Broadbean gestures at my scrap with his weighty arms. “Now, who will make it eleven?”

“Eleven,” says a voice from the back. Koa steps into the room, setting his hat far back on his head. A maid offers him a drink, and he takes it gratefully, then knocks it back.

Broadbean points at Koa. “Three cheers for Koa—eleven big ones for the sea wolves. Do I hear twelve?”

Nash drapes his arm over the back of his chair, not bothering to look at Koa. Here’s his chance to get even for Koa’s swipe at his face, but I hope he doesn’t take it. “You hear twenty, auctioneer.”

Breaths are drawn in. I can feel my face flaring like a new lightbulb.

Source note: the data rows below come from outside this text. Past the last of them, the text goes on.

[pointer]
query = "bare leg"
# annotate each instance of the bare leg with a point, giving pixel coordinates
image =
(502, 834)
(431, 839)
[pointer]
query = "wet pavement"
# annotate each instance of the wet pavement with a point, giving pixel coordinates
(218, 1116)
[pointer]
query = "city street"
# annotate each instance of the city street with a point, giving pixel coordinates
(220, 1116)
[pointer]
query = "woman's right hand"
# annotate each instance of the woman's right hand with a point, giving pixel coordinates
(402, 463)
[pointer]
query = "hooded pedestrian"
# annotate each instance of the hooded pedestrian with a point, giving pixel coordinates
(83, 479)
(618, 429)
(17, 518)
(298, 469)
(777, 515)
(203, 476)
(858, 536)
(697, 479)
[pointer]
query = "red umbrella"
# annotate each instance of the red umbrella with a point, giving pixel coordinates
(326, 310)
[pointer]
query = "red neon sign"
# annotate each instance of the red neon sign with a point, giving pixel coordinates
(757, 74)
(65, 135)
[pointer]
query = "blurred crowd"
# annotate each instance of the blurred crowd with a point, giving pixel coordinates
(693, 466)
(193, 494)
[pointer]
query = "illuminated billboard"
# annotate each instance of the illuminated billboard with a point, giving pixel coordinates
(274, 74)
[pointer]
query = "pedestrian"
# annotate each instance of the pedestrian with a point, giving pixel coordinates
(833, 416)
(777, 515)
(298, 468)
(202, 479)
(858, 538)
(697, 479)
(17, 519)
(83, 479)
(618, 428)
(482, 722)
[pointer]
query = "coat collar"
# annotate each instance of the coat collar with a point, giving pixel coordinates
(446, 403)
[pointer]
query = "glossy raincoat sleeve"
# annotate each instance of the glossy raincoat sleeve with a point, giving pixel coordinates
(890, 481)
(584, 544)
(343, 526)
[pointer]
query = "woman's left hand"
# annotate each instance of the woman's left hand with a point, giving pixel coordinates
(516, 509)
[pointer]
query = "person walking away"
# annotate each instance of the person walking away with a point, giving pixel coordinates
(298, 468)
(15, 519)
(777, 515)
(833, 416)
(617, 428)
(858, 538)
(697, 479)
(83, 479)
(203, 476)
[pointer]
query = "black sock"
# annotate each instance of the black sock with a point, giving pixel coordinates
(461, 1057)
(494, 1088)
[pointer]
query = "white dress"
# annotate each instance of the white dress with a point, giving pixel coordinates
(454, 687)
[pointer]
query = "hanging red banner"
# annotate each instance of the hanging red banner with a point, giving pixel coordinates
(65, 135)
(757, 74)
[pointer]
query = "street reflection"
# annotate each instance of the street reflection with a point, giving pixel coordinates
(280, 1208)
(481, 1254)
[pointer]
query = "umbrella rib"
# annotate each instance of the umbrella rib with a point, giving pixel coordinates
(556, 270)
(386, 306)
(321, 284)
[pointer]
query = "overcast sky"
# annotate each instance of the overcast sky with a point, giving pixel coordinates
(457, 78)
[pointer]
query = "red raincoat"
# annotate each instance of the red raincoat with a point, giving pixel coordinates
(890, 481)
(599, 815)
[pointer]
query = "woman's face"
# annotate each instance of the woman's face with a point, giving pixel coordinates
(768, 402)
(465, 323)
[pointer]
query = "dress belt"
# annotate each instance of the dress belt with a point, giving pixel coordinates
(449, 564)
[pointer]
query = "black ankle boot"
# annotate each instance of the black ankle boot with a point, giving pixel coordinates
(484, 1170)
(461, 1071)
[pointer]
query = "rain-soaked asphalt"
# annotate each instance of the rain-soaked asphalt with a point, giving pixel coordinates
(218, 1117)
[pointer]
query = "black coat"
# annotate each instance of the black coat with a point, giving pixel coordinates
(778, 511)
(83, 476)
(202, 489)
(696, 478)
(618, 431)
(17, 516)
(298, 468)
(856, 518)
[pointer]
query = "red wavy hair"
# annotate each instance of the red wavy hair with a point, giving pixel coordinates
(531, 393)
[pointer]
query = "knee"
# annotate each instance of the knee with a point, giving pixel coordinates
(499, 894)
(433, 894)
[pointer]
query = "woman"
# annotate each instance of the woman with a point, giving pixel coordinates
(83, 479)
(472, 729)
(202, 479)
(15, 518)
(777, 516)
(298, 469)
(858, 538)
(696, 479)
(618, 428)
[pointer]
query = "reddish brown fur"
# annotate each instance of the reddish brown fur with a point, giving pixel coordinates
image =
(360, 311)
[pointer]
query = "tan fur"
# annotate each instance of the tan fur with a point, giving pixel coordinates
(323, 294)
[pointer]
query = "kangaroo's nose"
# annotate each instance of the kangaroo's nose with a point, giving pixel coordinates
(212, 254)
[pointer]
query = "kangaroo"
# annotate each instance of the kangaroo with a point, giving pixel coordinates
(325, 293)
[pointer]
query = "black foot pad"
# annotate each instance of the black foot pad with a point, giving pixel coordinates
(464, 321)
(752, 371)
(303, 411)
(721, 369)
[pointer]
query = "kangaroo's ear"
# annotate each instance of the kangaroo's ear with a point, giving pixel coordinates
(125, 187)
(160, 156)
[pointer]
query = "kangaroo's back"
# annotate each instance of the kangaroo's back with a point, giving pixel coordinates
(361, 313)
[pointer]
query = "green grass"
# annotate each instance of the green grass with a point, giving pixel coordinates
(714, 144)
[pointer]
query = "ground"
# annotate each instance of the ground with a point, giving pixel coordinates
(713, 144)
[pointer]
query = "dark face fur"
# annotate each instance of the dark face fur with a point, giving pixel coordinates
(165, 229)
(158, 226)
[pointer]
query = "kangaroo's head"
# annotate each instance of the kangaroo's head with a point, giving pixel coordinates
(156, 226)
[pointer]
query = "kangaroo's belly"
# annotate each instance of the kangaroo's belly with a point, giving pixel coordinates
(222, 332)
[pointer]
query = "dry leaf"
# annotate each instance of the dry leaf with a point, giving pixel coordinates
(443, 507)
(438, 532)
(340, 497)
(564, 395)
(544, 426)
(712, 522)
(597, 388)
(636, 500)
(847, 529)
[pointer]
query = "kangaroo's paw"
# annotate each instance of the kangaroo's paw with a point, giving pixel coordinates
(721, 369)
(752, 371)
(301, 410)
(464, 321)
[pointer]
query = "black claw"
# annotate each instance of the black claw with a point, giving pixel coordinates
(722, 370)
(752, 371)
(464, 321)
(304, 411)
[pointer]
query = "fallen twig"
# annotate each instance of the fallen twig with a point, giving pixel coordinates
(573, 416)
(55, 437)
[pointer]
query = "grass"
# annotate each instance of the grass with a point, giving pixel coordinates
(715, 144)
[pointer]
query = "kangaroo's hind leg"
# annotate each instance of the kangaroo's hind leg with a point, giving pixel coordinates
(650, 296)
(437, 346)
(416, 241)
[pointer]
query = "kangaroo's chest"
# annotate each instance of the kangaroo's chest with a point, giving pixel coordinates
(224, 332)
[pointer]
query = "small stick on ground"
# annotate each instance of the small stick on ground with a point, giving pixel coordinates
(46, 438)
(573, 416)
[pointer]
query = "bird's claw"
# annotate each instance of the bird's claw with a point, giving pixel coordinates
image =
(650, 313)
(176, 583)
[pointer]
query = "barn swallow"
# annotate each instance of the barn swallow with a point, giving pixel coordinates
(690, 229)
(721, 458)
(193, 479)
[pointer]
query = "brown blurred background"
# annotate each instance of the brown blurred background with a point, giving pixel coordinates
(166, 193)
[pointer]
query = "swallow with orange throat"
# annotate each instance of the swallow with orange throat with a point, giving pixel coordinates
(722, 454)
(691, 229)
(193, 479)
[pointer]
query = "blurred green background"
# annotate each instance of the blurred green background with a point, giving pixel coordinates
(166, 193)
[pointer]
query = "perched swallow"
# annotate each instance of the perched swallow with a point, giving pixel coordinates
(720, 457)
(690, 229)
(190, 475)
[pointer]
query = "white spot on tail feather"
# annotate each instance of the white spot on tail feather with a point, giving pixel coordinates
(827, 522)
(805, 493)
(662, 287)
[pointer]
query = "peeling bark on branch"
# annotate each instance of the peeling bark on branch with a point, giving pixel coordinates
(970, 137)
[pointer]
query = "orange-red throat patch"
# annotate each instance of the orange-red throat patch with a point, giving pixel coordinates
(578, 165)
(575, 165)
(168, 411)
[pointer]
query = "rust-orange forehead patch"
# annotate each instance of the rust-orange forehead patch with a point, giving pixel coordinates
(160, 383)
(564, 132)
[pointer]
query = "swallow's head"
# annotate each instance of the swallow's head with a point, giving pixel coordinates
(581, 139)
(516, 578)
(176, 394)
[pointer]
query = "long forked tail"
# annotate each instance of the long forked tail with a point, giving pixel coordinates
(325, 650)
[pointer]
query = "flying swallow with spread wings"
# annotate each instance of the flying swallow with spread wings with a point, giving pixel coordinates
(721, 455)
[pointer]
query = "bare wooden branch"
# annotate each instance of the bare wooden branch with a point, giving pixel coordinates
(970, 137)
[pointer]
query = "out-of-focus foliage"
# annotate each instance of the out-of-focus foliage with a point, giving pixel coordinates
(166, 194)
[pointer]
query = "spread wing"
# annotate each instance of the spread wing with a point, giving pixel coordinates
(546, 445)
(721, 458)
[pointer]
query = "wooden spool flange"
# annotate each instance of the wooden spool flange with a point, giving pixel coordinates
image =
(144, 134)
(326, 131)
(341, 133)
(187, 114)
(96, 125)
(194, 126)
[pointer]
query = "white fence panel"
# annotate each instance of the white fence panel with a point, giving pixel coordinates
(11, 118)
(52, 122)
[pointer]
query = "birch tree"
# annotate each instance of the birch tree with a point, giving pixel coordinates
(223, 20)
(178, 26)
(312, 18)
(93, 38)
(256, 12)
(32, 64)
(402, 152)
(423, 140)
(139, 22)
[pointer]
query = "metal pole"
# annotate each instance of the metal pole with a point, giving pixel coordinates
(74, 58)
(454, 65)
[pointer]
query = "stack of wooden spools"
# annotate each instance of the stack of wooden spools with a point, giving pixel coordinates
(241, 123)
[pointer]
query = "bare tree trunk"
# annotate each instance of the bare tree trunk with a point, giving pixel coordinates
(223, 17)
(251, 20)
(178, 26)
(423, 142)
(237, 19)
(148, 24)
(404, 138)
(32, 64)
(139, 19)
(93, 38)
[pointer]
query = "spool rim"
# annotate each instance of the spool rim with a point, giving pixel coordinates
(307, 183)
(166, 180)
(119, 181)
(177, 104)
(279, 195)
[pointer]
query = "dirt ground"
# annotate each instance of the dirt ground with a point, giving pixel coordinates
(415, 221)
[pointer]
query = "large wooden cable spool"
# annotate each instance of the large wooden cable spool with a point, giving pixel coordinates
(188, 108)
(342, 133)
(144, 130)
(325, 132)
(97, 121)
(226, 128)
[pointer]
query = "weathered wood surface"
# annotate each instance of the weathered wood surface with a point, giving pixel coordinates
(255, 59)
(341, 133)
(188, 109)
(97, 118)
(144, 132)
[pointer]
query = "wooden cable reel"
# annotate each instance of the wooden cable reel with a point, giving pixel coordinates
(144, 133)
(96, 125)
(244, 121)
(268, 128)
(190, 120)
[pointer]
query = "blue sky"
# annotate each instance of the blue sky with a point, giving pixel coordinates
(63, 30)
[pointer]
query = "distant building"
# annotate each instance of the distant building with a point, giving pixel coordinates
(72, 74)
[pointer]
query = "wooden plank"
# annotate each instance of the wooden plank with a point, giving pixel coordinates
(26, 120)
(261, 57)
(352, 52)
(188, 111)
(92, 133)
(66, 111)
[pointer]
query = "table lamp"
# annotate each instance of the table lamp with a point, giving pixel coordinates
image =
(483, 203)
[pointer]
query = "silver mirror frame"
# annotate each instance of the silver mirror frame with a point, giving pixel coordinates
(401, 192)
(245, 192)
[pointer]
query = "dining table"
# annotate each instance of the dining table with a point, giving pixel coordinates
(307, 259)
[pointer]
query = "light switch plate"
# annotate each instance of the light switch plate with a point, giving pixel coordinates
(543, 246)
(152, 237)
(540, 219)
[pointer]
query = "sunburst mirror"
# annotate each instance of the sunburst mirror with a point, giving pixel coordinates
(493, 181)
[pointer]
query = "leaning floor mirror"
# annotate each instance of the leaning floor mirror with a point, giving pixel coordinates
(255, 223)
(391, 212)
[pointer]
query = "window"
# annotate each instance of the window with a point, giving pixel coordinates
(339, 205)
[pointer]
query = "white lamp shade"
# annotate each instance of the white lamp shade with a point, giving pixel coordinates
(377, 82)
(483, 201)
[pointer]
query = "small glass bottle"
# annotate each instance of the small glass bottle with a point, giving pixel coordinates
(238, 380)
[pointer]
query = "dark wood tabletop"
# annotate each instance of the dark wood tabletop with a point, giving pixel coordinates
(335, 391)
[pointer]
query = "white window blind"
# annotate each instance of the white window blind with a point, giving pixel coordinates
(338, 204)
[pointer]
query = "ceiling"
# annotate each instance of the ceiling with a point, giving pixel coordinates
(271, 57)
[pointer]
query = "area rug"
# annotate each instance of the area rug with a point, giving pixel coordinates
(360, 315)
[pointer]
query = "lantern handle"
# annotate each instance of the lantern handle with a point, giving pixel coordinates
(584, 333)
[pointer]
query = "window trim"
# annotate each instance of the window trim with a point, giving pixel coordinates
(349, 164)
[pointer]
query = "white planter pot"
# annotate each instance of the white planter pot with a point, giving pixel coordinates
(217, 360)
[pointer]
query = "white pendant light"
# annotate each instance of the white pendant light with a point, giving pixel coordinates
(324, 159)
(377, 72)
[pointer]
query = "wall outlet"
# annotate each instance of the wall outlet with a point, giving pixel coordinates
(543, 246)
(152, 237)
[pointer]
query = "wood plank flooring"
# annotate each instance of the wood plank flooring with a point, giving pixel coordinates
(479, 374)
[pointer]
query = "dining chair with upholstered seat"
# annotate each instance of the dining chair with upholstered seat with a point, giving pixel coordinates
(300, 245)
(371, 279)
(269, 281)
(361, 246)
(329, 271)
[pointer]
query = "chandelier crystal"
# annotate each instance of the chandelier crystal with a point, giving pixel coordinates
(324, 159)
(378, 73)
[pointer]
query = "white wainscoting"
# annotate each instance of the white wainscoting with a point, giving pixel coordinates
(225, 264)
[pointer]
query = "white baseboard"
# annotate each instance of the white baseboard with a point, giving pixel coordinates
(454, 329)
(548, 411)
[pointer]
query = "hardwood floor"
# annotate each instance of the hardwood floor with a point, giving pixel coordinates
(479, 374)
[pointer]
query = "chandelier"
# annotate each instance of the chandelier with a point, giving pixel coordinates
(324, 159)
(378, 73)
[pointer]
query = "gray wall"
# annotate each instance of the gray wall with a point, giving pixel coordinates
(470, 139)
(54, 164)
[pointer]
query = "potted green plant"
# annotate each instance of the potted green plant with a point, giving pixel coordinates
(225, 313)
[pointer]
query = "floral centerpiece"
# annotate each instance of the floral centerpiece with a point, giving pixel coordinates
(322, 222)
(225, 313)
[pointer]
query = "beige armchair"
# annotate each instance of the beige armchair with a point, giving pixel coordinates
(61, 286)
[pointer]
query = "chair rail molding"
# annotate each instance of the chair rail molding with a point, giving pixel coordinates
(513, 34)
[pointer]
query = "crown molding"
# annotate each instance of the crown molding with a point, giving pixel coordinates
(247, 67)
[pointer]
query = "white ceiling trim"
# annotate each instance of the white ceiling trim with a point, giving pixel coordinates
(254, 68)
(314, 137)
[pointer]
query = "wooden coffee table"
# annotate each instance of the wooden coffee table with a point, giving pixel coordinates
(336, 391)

Broadbean pulls at his suspenders. “Good gravy. How about twenty-one?”

I shoot Koa a warning look, one that begs him not to part with another hard-earned dime, for he will lose this cockfight; a look that promises to make him a whole battalion of badly stitched hankies if he really needs one.

Koa ignores me. His eyes have turned black. “Thirty.”

Nash twists back all the way now. “You sure you have enough in those pockets of yours?” he asks in a voice dripping with sarcasm.

“Why don’t you come check them?” Koa shoots back.

The room has become a field of jackrabbits, sitting up, ears perked. Mr. Zephyr has scooted his chair away from Nash, a frown twitching his mustachio.

Nash smiles. “A hundred.”

“Accepted—thank you, generous bidders,” I say, though my voice is lost in the exclamations. I fight the urge to go tie Nash and Koa’s rooster combs into a knot. Prosper watches the feud with a surprised, almost wry expression.

“A hundred and one,” says Koa.

Broadbean holds up his expressive hands. “Well now, before we go any further, Banker would like to see what you’re bidding with.”

Nash silkily pulls his billfold from his jacket and fans his folded bills between his thumb and finger.

Broadbean rubs his hands together. “I see we came prepared. What about you, Koa?”

Without looking at me, Koa reaches around his neck and pulls out the flat gold nugget that belonged to his father. It gleams even from across the room, like a Chinook salmon surfacing on a sunlit day.

I hear gasps, maybe my own. How could he give up a keepsake like that so easily? He already took his shot.

I have crumpled the hankie in my fist and am tempted to go punch him.

“Two hundred dollars, and I hope that settles that,” booms a voice from the door to the big house.

A gent with the figure of a knife and a taut beer belly stands in the doorway.

Silvery hair helmets his head, and pointed shoulders are double tent poles for his loose jacket.

A weighty fulcrum of a nose balances blue-gray eyes.

“Well met, Gotty!” cries Mr. Tavernish.